We’d like to create an extension that generates a PDF from a list of articles. This task contains the plan for creating a new HTML->PDF backend for [[ https://www.mediawiki.org/wiki/Extension:Collection | Extension:Collection]]. We’ll use [[https://wkhtmltopdf.org/ | wkhtmltopdf]] to generate PDF’s. Debian has a [[ https://packages.debian.org/jessie/utils/wkhtmltopdf | package]] for it. Below is an initial rough draft.
The main use case for the generated PDF is that it will be used as a printed book. For that the tool needs to be able to generate a PDF that has a table of contents with page numbers. The [[ https://github.com/msokk/electron-render-service | electron-render-service]] used in [[https://www.mediawiki.org/wiki/Extension:ElectronPdfService | Extension:ElectronPdfService]] does not have this capability. Another use case is that the generated PDF will be usable on a computer, where items in the table of contents, and links are clickable. The PDF should also have an outline for easy navigation. The electron-render-service doesn't have this capability either. What differs the new extension from the existing [[ https://www.mediawiki.org/wiki/Offline_content_generator | Offline Content Generator service ]] is that the extension will be able to output tables.

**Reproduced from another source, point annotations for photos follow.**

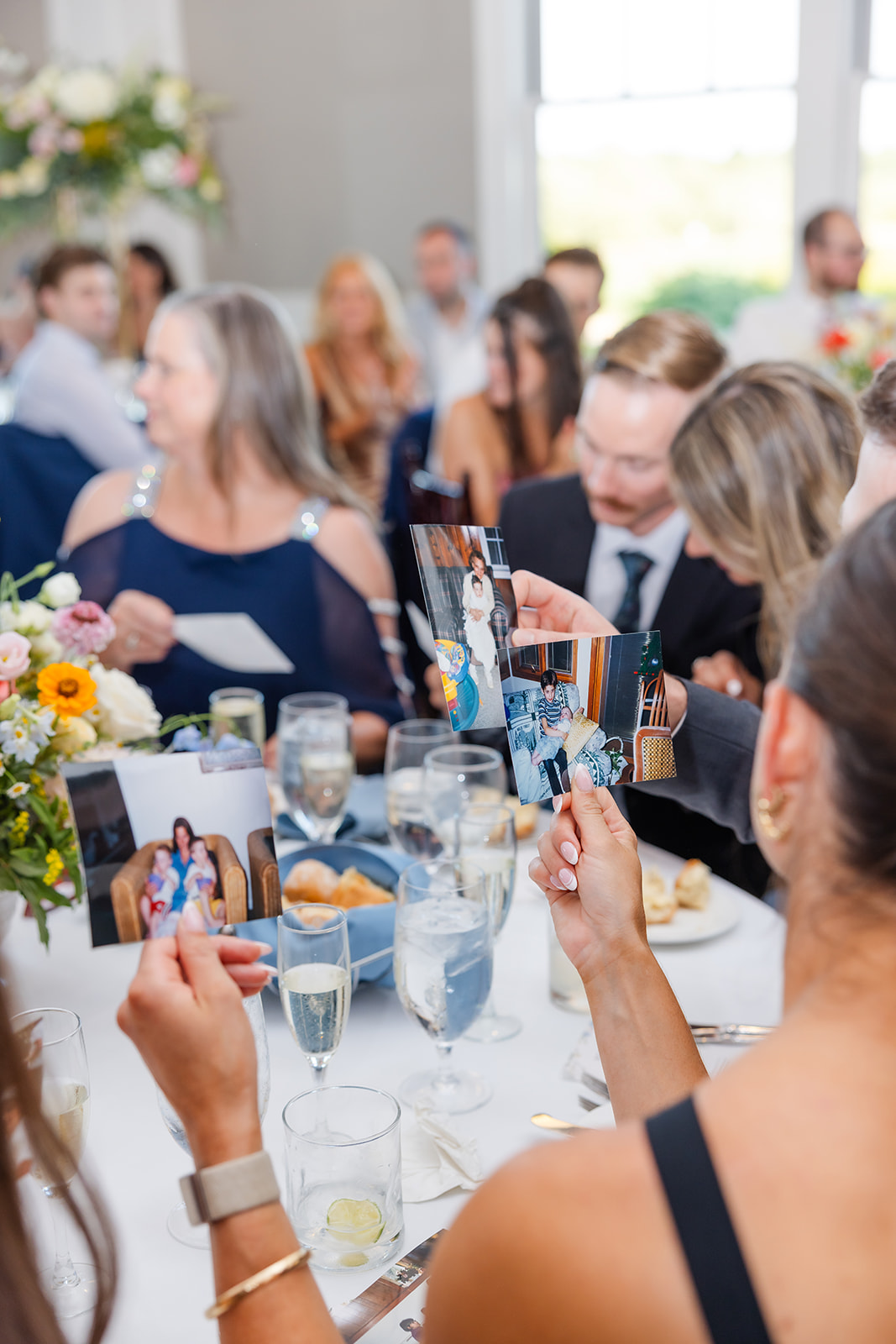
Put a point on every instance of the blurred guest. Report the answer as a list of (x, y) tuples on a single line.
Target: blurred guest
[(364, 374), (148, 280), (762, 468), (244, 517), (60, 387), (790, 326), (524, 421), (448, 316), (578, 277)]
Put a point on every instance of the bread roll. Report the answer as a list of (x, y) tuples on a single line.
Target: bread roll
[(692, 885)]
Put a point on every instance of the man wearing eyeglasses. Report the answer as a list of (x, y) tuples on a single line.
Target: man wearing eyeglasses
[(614, 535), (792, 326)]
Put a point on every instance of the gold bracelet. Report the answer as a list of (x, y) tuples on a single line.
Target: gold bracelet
[(265, 1276)]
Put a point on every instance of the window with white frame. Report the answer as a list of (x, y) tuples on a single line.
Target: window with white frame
[(665, 141)]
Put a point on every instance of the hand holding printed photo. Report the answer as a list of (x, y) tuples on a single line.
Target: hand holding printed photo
[(600, 703), (472, 611)]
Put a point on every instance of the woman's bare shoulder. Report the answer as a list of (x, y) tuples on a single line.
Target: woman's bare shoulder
[(98, 507)]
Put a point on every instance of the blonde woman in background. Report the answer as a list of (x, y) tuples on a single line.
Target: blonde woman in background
[(762, 468), (363, 370)]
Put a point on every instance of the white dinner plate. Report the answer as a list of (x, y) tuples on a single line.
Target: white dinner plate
[(721, 914)]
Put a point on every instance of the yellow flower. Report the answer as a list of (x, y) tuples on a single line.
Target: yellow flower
[(67, 690), (55, 867)]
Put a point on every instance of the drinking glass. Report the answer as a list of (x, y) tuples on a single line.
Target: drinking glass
[(456, 776), (291, 732), (406, 749), (443, 971), (177, 1222), (486, 837), (54, 1045), (344, 1175), (238, 710), (315, 976)]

The extension will be used as one of the back-ends to [[https://www.mediawiki.org/wiki/Extension:Collection | Extension:Collection]]. It will expose a couple of end-points.

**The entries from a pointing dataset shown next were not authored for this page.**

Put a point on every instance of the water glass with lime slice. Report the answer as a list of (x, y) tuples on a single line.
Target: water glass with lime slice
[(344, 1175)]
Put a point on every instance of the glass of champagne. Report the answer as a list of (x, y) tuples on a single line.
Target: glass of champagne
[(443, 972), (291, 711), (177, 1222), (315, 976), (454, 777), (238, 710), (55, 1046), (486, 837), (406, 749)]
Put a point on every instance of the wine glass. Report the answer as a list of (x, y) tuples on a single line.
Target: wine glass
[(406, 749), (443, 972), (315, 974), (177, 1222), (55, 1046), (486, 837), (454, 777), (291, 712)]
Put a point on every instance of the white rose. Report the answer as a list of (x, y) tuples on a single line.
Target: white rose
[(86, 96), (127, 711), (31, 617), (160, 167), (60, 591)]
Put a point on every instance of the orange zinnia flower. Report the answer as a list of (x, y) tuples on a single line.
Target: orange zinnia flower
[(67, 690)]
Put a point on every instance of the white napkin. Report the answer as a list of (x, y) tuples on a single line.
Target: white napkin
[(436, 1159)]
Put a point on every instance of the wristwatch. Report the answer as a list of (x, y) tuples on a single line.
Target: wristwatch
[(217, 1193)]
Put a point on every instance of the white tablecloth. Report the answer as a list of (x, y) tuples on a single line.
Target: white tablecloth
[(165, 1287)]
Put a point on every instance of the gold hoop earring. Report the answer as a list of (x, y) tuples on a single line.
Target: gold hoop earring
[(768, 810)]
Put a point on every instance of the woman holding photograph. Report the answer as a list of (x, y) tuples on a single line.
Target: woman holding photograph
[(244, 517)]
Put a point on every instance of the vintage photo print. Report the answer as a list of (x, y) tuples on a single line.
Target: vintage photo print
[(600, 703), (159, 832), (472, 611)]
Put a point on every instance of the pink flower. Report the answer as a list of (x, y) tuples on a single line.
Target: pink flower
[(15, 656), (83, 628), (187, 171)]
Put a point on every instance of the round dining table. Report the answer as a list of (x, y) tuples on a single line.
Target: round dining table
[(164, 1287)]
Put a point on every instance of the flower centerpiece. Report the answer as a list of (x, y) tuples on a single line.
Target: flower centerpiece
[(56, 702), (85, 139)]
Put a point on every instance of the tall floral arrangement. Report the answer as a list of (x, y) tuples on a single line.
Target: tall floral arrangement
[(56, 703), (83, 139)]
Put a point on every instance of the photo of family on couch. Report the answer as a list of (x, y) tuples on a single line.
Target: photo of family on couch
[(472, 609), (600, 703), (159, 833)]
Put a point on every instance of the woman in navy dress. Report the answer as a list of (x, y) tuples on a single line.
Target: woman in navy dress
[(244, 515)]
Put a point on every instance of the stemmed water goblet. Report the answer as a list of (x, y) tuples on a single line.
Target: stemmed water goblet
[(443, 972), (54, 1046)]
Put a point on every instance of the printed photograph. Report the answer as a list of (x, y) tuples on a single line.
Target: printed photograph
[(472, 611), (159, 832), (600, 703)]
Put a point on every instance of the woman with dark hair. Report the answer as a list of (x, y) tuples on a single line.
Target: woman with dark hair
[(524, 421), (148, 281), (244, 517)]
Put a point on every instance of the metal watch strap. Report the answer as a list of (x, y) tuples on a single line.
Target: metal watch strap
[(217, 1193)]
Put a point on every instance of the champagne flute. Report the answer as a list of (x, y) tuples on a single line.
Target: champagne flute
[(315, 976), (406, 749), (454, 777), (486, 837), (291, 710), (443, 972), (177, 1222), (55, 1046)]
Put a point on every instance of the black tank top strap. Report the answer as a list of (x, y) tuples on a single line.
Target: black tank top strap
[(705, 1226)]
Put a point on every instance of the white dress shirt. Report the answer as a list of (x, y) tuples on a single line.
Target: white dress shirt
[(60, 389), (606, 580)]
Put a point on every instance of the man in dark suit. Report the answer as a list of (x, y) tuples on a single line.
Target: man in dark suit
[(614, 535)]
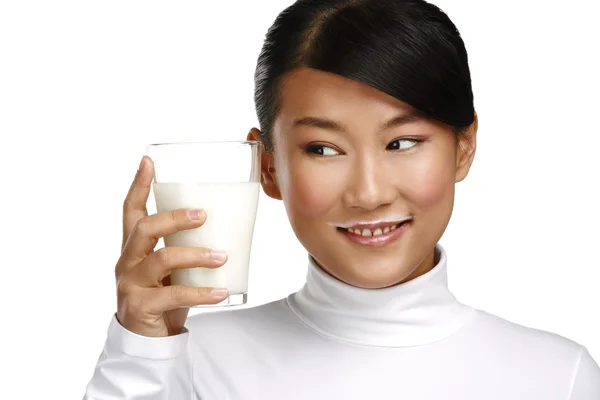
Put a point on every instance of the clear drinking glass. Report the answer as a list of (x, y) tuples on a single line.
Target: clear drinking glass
[(223, 178)]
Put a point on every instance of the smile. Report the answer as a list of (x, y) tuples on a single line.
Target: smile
[(375, 237)]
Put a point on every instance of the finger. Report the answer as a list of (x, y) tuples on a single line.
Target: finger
[(161, 263), (148, 230), (171, 297), (134, 206)]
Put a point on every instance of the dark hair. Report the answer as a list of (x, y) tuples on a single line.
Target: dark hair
[(408, 49)]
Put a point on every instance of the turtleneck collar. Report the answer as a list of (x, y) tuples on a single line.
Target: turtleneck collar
[(414, 313)]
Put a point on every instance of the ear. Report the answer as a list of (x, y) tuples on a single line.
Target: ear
[(465, 151), (268, 178)]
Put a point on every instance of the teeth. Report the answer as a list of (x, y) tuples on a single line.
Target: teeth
[(376, 232)]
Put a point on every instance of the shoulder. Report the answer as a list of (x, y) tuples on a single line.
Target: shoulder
[(265, 317), (519, 340)]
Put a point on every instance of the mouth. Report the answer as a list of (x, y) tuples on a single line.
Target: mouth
[(375, 235)]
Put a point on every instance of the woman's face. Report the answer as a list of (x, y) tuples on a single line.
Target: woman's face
[(347, 154)]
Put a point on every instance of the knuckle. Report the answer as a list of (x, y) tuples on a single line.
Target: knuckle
[(164, 255), (202, 292), (142, 226), (124, 287), (177, 292)]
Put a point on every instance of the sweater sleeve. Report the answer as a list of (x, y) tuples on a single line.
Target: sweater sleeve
[(136, 367), (587, 381)]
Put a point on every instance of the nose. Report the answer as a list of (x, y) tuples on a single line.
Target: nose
[(370, 185)]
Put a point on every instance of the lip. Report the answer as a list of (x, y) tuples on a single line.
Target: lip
[(377, 241), (374, 225)]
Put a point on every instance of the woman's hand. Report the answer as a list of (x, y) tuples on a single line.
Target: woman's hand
[(147, 304)]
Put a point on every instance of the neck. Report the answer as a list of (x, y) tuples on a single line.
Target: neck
[(416, 311)]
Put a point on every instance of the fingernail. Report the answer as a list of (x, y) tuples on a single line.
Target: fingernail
[(219, 292), (218, 255), (195, 214), (142, 163)]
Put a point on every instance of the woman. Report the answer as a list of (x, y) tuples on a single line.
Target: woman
[(367, 118)]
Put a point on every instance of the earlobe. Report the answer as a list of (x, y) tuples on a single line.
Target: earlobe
[(268, 173), (467, 145)]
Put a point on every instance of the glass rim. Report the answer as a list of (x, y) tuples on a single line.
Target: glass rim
[(209, 142)]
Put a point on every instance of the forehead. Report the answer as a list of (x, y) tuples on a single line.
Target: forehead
[(306, 91)]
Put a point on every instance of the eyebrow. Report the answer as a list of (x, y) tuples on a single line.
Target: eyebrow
[(329, 124)]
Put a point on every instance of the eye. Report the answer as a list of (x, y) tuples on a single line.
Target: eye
[(321, 150), (397, 144)]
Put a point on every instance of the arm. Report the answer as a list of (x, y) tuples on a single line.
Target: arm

One of the end points will receive a payload in [[https://www.mediawiki.org/wiki/Offline_content_generator/metabook.json | the metabook format]] and start rendering a PDF. The extension will retrieve HTML versions of articles from RESTBase. It will also retrieve metadata such as authors of images from the MediaWiki API. It then makes transformations (identified in T163272) of HTML pages (or creates other HTML pages such as the cover page) using [[https://www.mediawiki.org/wiki/RemexHtml | RemexHtml]] (as was suggested in T163272#3272877) and saves them in the file system. It will then call wkhtmltopdf with the HTML file names as parameters (as shown in T163272#3284896) to generate a PDF. The PDF will be saved in the file system with a unique name.
While we can concatenate HTML files into one and generate a PDF, we don't have to as `wkhtmltopdf` allows us to pass multiple pages and generates a singel PDF. This is especially nice because we won't have to worry about ID collisions which will happen in case of concatenated HTML.

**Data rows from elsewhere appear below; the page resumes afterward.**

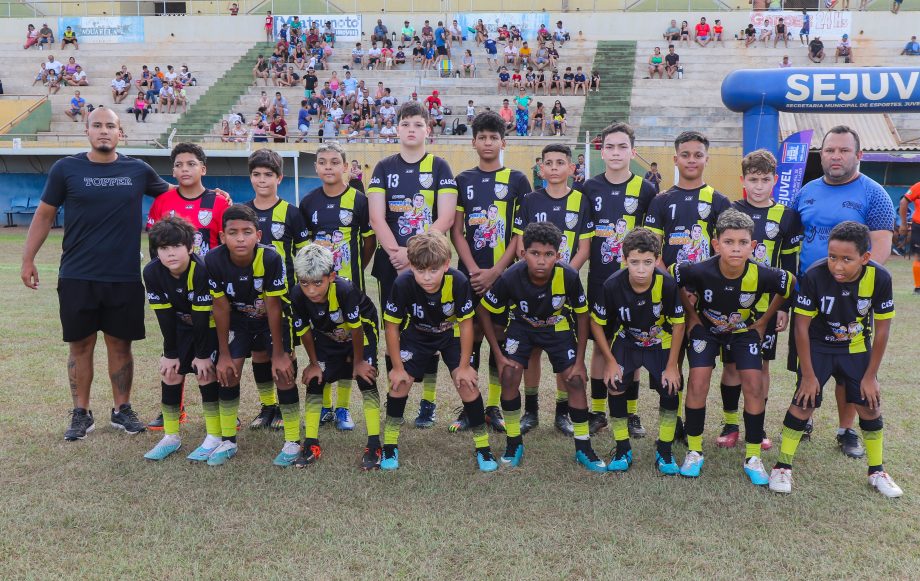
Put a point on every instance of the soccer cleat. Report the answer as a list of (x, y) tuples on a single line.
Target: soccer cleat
[(885, 485), (596, 422), (486, 460), (590, 461), (495, 419), (390, 462), (164, 448), (850, 445), (287, 455), (781, 480), (309, 455), (621, 463), (371, 459), (265, 417), (425, 417), (693, 463), (753, 467), (125, 419), (81, 423), (634, 423), (461, 423), (729, 436), (222, 454), (529, 421), (513, 458), (343, 420), (564, 425), (667, 467)]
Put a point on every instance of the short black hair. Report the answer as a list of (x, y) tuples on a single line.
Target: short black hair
[(542, 233), (854, 232), (488, 121), (239, 212), (556, 148), (192, 148), (171, 231)]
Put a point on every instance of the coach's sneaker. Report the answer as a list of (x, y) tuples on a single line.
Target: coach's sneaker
[(343, 421), (693, 463), (289, 452), (781, 480), (125, 419), (222, 454), (425, 417), (495, 419), (885, 485), (169, 444), (390, 460), (753, 467), (81, 423), (850, 445)]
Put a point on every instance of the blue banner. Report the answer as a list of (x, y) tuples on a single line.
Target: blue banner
[(790, 166)]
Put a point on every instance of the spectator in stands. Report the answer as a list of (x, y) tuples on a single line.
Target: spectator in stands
[(672, 32), (844, 50), (816, 50), (31, 37), (672, 61), (69, 37), (703, 33)]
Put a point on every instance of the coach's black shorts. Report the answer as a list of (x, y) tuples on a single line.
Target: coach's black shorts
[(704, 347), (847, 369), (521, 339), (89, 306)]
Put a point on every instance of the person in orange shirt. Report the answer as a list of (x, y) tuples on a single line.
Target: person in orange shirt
[(911, 198)]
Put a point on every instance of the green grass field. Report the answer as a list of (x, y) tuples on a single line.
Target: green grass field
[(96, 509)]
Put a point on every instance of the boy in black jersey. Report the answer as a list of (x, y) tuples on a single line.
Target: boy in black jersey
[(178, 292), (249, 288), (618, 200), (778, 232), (430, 310), (489, 196), (839, 301), (538, 294), (282, 227), (337, 325), (336, 217), (568, 210), (724, 317), (641, 310), (409, 193)]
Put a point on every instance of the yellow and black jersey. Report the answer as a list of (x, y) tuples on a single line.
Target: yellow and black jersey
[(842, 312)]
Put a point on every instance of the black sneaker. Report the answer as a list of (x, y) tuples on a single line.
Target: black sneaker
[(495, 419), (597, 421), (125, 419), (850, 444), (265, 417), (634, 423), (564, 424), (529, 421), (81, 423)]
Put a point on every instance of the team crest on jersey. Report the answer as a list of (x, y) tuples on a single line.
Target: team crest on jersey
[(746, 299), (772, 229), (703, 209), (571, 218)]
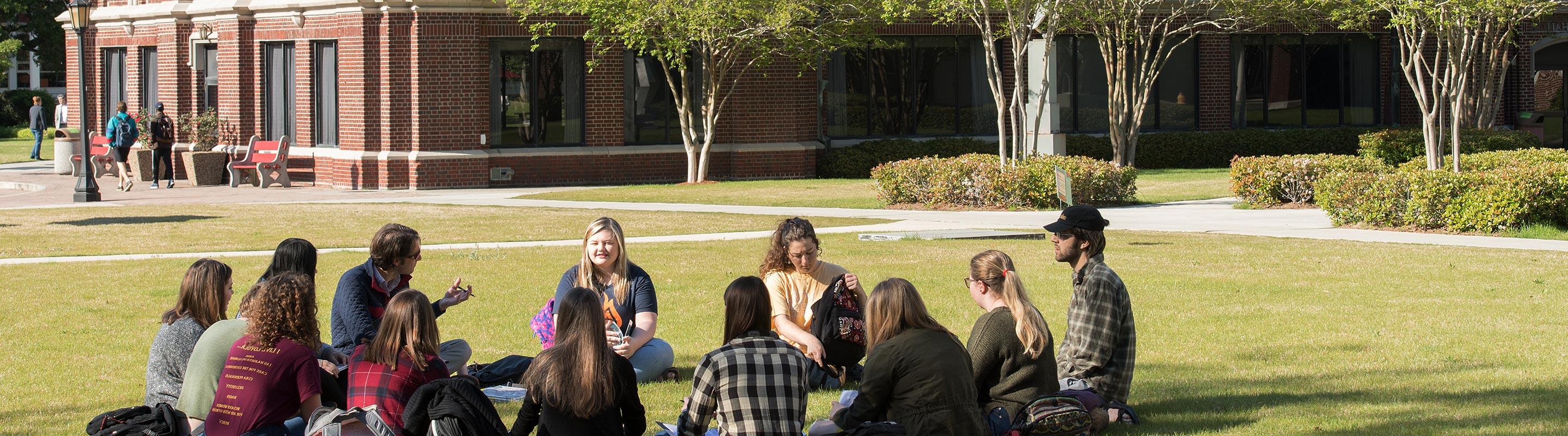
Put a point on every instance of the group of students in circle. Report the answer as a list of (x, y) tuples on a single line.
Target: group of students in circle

Temporary HTML files created for the purpose of generating the PDF will be immediately removed from the file system as they won’t be needed for creating other PDFs (because it’s unlikely that other books will have the same structure as the one that’s been generated). The PDF however will be kept in the file system for some period so that we can serve it without re-rendering it. Every so often we’ll have to clean up old PDF files. How often?
The extension also exposes an end point for retrieving the render status of a collection. This end point will be used by [[https://www.mediawiki.org/wiki/Extension:Collection | Extension:Collection]] to periodically check whether the requested PDF is ready.
==Open questions==
[] What details should we clarify before working on the extension? @tgr what do you think?
[] What problems may the above setup cause from the operations perspective? @faidon I'm curious to hear your opinion.
[] Other?